When Burton was about 8 years old, her family moved to San Diego, California, as the New England winters were hard on her mother's health. Her father, close to his retirement in 1921 after 40 years at MIT, took a leave of absence. A year later the family settled 450 mi north in Carmel-by-the-Sea, then a small, artistic community. Burton and her sister took dance and art lessons, performing in local productions. Her parents divorced in 1925, and her father returned to Boston.

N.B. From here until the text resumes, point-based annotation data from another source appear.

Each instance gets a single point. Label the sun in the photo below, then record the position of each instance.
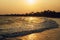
(31, 1)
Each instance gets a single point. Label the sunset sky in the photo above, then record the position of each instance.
(26, 6)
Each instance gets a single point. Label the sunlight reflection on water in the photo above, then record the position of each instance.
(16, 24)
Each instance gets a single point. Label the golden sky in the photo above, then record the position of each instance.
(25, 6)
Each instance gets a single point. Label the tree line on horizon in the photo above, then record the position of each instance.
(46, 13)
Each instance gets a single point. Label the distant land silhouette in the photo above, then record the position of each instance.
(46, 13)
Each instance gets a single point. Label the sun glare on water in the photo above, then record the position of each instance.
(31, 1)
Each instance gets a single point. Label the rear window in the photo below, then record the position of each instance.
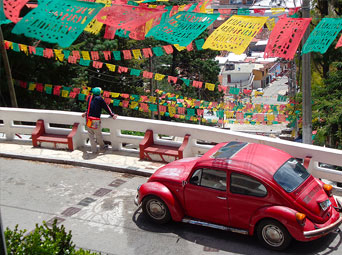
(229, 150)
(291, 175)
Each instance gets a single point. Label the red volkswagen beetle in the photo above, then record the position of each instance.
(245, 188)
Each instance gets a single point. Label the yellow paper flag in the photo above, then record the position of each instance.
(137, 54)
(159, 76)
(277, 10)
(111, 67)
(59, 54)
(235, 34)
(85, 55)
(270, 23)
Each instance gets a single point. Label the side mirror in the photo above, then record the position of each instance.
(194, 180)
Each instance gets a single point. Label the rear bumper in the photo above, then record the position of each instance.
(322, 231)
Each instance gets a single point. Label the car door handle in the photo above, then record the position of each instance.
(223, 198)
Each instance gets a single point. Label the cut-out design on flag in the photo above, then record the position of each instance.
(285, 38)
(323, 35)
(339, 43)
(57, 21)
(127, 17)
(12, 9)
(235, 34)
(183, 27)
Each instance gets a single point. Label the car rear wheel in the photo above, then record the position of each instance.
(273, 235)
(156, 210)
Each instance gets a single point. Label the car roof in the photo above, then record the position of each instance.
(259, 159)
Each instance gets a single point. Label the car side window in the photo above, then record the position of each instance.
(246, 185)
(210, 178)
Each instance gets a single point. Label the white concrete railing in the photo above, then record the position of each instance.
(12, 119)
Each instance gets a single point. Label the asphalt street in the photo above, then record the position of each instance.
(97, 206)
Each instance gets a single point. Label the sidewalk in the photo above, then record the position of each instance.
(118, 161)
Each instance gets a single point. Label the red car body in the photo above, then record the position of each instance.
(240, 187)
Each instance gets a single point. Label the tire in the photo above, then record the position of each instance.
(156, 210)
(273, 235)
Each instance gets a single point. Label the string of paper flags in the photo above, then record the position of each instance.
(174, 106)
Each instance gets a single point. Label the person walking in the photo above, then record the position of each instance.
(95, 104)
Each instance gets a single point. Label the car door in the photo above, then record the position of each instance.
(206, 196)
(246, 195)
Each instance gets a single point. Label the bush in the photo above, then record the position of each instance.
(42, 240)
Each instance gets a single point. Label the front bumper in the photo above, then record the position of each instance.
(324, 230)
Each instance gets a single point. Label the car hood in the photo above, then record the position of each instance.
(309, 195)
(176, 171)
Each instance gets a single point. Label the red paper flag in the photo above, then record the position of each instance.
(48, 53)
(260, 11)
(97, 64)
(168, 49)
(127, 17)
(285, 37)
(107, 55)
(39, 87)
(147, 75)
(147, 52)
(72, 94)
(172, 79)
(23, 84)
(197, 84)
(109, 32)
(76, 54)
(57, 90)
(12, 9)
(122, 69)
(32, 50)
(95, 55)
(127, 54)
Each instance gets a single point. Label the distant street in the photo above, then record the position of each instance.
(98, 207)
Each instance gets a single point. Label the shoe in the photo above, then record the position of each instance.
(104, 148)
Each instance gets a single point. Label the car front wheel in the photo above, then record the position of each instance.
(156, 210)
(273, 235)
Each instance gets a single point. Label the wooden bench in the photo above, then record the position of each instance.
(147, 146)
(39, 135)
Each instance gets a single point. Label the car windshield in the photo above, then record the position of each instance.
(291, 175)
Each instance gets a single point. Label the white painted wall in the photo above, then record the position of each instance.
(197, 132)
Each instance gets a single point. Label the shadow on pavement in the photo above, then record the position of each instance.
(218, 240)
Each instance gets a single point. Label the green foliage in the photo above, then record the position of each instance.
(42, 240)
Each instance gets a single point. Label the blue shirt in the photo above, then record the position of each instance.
(96, 106)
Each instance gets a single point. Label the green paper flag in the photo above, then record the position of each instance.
(117, 55)
(39, 51)
(57, 21)
(243, 11)
(158, 51)
(116, 102)
(81, 97)
(186, 81)
(183, 27)
(199, 43)
(153, 107)
(84, 62)
(323, 35)
(135, 72)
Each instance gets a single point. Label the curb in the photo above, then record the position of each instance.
(100, 166)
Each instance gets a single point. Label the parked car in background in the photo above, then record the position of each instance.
(251, 189)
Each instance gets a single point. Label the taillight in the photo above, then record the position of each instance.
(301, 218)
(328, 189)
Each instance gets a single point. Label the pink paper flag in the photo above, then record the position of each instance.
(127, 54)
(147, 52)
(95, 55)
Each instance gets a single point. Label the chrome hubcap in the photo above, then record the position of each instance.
(156, 209)
(273, 235)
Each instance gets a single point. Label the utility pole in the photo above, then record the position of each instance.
(306, 82)
(8, 71)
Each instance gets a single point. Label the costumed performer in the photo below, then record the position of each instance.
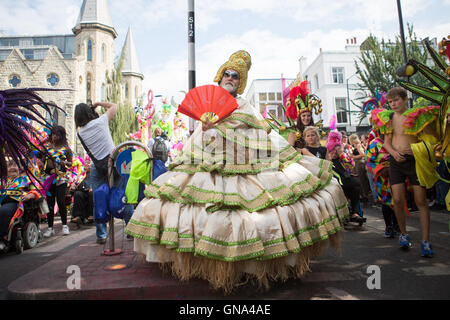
(215, 217)
(377, 165)
(343, 167)
(300, 107)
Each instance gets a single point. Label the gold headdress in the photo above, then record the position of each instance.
(239, 61)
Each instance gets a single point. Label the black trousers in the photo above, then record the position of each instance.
(58, 193)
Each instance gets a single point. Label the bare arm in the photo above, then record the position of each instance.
(389, 148)
(111, 108)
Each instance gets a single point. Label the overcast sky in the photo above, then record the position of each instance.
(276, 33)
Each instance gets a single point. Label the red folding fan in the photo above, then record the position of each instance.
(208, 102)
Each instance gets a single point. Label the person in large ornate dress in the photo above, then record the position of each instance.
(256, 209)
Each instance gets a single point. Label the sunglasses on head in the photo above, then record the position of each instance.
(232, 74)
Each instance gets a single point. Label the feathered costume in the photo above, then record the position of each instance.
(227, 217)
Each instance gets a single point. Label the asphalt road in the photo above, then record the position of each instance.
(369, 266)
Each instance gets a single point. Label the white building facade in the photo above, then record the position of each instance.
(333, 78)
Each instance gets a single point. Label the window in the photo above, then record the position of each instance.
(4, 55)
(40, 54)
(14, 80)
(102, 93)
(316, 81)
(341, 110)
(89, 51)
(273, 109)
(338, 74)
(88, 88)
(103, 52)
(28, 42)
(52, 79)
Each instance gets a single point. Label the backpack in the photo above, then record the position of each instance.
(159, 150)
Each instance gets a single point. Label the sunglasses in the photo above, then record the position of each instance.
(232, 74)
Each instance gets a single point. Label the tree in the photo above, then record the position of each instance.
(125, 121)
(379, 61)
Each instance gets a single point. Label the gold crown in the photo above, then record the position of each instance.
(239, 61)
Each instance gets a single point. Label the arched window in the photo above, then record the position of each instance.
(88, 88)
(103, 52)
(52, 117)
(89, 50)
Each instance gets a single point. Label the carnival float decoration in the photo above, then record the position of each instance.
(298, 99)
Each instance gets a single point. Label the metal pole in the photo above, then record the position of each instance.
(191, 53)
(402, 32)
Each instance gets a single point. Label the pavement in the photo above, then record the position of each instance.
(126, 276)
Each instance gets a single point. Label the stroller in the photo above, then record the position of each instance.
(24, 231)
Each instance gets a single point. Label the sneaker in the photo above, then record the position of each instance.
(427, 249)
(65, 230)
(404, 241)
(50, 232)
(389, 232)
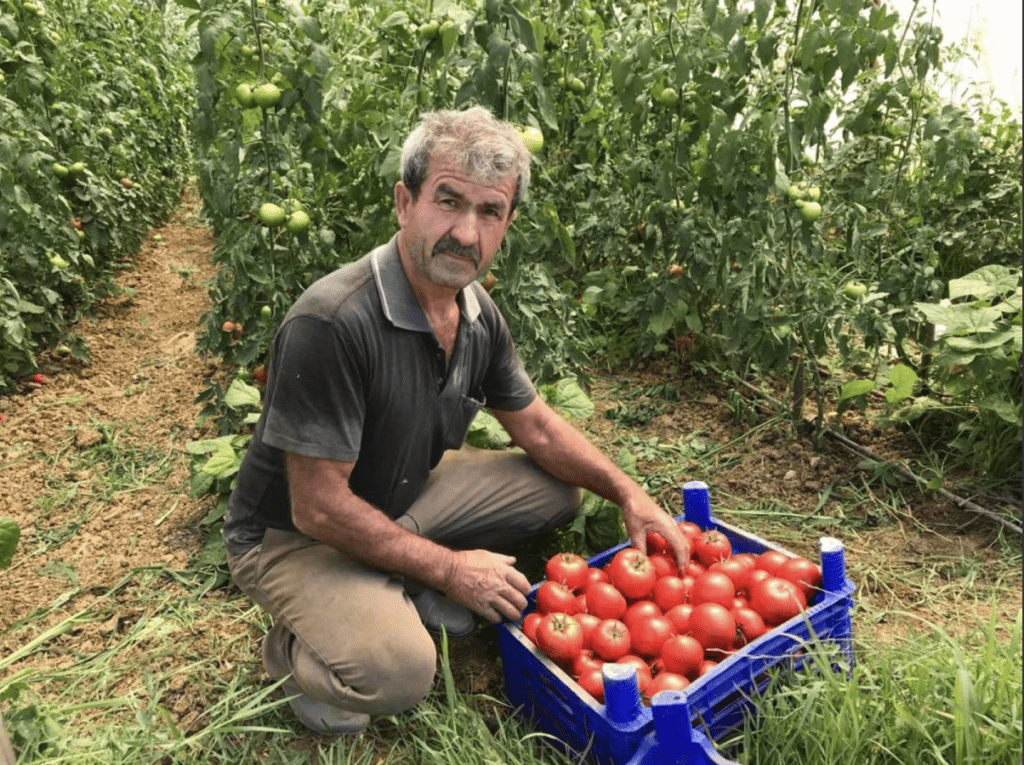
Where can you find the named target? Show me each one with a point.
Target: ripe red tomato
(592, 681)
(682, 654)
(804, 574)
(713, 587)
(770, 560)
(714, 627)
(529, 623)
(777, 600)
(690, 530)
(568, 568)
(670, 592)
(644, 674)
(632, 572)
(693, 569)
(586, 662)
(712, 547)
(667, 681)
(588, 623)
(656, 543)
(748, 559)
(680, 617)
(665, 564)
(757, 575)
(734, 569)
(560, 637)
(604, 601)
(640, 609)
(554, 597)
(750, 626)
(707, 666)
(649, 635)
(610, 640)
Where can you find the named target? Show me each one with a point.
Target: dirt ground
(73, 439)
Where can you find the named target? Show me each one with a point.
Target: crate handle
(622, 692)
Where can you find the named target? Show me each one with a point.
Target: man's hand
(486, 583)
(641, 516)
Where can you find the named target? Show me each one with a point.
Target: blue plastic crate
(679, 726)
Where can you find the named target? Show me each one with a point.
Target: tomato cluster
(673, 625)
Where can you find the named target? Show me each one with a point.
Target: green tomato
(270, 214)
(532, 137)
(669, 97)
(428, 31)
(810, 211)
(244, 95)
(298, 221)
(266, 95)
(854, 290)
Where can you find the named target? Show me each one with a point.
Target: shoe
(318, 717)
(436, 610)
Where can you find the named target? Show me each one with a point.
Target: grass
(162, 668)
(934, 698)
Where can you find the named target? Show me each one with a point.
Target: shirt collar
(397, 299)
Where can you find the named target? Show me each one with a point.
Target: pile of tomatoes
(673, 625)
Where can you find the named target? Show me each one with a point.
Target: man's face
(452, 232)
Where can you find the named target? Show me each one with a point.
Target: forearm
(325, 508)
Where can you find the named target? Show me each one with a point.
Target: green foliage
(978, 365)
(91, 91)
(10, 533)
(651, 221)
(934, 698)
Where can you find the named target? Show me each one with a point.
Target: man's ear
(402, 201)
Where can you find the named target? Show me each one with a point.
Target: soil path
(93, 468)
(71, 451)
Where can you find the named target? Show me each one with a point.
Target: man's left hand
(642, 516)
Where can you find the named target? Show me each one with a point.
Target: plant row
(94, 150)
(758, 185)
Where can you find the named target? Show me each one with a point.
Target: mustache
(449, 245)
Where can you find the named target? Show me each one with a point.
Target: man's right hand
(485, 583)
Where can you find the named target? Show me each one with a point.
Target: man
(359, 521)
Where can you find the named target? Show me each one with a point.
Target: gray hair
(485, 147)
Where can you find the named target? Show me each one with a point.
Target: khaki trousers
(349, 635)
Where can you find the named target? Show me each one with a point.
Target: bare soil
(88, 516)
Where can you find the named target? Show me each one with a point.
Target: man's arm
(325, 508)
(565, 453)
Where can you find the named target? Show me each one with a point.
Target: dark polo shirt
(356, 375)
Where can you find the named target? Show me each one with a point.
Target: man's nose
(464, 230)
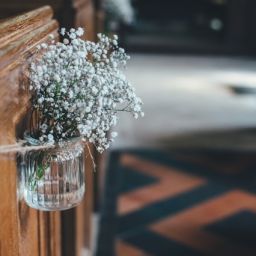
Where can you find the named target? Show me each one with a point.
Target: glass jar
(53, 178)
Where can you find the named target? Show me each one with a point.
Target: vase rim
(35, 142)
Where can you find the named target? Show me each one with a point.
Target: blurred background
(182, 180)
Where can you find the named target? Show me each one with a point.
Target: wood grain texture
(23, 230)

After attending local schools, Burton won a state scholarship to the California School of Fine Arts in San Francisco, where she studied both art and dance. Living in Alameda across the bay while attending art school, she used the long commute by train, ferry boat and cable car "to train myself in making quick sketches from life and from memory of my unaware fellow passengers."

===Return to East Coast===
In 1928, after a year at art school, Burton moved to Boston, Massachusetts, where her father was living. It was also closer to her sister, by then a dancer in New York City, who invited Virginia to join her. Their father broke his leg, and Burton stayed in Boston to help him. She found work as a "sketcher" for the Boston Evening Transcript (now defunct). For two-and-a-half years, she worked under its drama and music critic. Portraying actors and other performers, she signed her drawings as "VleeB".

In fall 1930, Burton enrolled in a Saturday morning drawing class taught by sculptor and artist George Demetrios at the Boston Museum School. By spring, Burton and Demetrios artists were married. For a year, the couple lived in Lincoln, where their first son Aristides (called Ari) was born. They moved to the Folly Cove neighborhood of Gloucester. Their second son Michael was born in nearby Groton on Burton's birthday in 1935.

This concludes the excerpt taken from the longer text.